Somatic experiencing: help for trauma and PTSD
Trauma can be understood as anything that has a lasting negative effect (conscious or unconscious) on a person’s mind, body, or spirit. It may begin as acute stress from a perceived life-threat, or as the end-product of cumulative stress. Any event that causes someone to feel overwhelmed can be traumatic to that person, regardless of how minor it may appear to others. Both types of stress can seriously impair a person’s ability to function with resilience and ease. Although stress is a part of life, chronic stress and minor/major trauma compromise our mental and physiological health. Left unresolved, trauma can prevent a person from responding appropriately to the world around them.
Dr. Peter A. Levine, a body psychotherapist with 40+ years of expertise in the field of stress and trauma, introduced Somatic Experiencing® (SE™).
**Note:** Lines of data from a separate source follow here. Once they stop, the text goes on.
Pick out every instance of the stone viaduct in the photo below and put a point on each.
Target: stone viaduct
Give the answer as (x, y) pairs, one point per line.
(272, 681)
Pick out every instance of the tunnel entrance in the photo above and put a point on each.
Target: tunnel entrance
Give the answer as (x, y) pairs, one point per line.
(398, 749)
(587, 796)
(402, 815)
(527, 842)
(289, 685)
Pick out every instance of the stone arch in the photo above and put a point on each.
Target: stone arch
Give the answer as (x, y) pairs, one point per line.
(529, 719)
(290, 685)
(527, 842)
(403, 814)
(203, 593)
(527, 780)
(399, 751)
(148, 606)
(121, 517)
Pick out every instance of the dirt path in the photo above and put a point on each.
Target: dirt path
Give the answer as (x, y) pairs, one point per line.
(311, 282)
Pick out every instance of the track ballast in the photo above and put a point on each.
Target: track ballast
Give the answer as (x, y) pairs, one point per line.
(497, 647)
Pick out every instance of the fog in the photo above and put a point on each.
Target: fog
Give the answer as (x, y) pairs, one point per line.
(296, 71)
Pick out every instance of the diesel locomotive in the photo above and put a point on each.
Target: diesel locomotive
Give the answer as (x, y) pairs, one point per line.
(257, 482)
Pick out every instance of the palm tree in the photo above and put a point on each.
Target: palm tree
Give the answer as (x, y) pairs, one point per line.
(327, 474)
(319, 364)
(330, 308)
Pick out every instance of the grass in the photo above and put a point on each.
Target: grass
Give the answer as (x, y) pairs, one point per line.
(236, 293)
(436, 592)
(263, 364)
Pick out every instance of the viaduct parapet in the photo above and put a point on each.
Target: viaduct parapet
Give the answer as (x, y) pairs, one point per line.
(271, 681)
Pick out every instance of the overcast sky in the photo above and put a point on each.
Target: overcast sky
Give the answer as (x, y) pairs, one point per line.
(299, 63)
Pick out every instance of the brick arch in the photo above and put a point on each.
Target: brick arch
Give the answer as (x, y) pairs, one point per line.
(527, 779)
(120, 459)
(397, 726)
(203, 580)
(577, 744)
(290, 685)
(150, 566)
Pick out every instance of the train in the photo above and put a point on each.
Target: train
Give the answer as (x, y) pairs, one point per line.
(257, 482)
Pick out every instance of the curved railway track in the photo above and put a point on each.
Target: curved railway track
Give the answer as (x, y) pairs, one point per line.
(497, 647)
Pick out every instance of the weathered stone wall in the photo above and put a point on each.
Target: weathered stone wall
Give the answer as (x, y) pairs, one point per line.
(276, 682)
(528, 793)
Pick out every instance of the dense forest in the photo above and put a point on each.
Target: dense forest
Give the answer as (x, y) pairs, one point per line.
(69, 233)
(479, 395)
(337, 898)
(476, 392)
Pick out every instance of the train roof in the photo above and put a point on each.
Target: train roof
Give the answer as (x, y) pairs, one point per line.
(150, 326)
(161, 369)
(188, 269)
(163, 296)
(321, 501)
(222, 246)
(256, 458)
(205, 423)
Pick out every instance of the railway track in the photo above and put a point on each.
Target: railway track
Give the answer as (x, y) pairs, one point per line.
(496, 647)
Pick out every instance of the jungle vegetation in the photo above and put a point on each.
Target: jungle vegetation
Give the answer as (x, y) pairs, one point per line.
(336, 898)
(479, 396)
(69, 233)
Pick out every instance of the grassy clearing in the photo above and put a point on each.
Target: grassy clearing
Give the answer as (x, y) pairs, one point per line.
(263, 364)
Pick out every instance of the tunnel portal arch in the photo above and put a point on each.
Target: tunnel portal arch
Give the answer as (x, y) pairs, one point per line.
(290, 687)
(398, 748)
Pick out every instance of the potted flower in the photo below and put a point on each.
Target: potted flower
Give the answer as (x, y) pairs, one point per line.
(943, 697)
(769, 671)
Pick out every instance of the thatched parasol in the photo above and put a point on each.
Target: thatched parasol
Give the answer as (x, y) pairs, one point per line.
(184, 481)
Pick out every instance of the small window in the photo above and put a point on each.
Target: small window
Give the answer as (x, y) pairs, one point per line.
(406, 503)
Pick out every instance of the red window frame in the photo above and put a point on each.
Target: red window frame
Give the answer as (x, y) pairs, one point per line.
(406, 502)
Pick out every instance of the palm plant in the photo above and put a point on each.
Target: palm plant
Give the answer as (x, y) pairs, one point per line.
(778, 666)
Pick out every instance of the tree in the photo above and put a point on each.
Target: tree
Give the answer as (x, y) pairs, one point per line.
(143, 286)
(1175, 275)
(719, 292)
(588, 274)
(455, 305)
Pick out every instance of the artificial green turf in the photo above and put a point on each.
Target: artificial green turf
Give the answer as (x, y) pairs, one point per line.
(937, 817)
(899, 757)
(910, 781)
He teaches that trauma is not in the event that took place, but in how undischarged fight, flight, or freeze threat responses were activated during the event and then stored within the nervous system. Holding this powerful, unexpressed energy is what creates the variety of symptoms associated with trauma and PTSD.
Many approaches to treating trauma focus on helping clients change thinking patterns and/or accessing and expressing emotions. Trauma, however, impacts more than our thoughts and actions—it fragments us from ourselves. Because of this fragmentation, it is not possible to recover from trauma without involving the body, something that is often neglected in conventional trauma therapy. Somatic (body) therapies are considered bottom-up processing, while talk therapy is considered top-down processing. Both types of processing are required to integrate mind, body, and spirit, and to heal.
SE helps heal the roots of trauma and integrate the mind and body’s reactive patterning. It is a gentle, non-invasive approach that works with the body’s natural self-regulation system. The SE practitioner helps the client become aware of stuck fight, flight, or freeze threat responses and supports completing these trapped responses. By working directly with the nervous system, the SE practitioner helps the client resolve the impacts of cumulative stress and trauma and restore resilience and well-being.
The effects of trauma can be deep and far-reaching—don’t give up hope. Somatic therapy can help!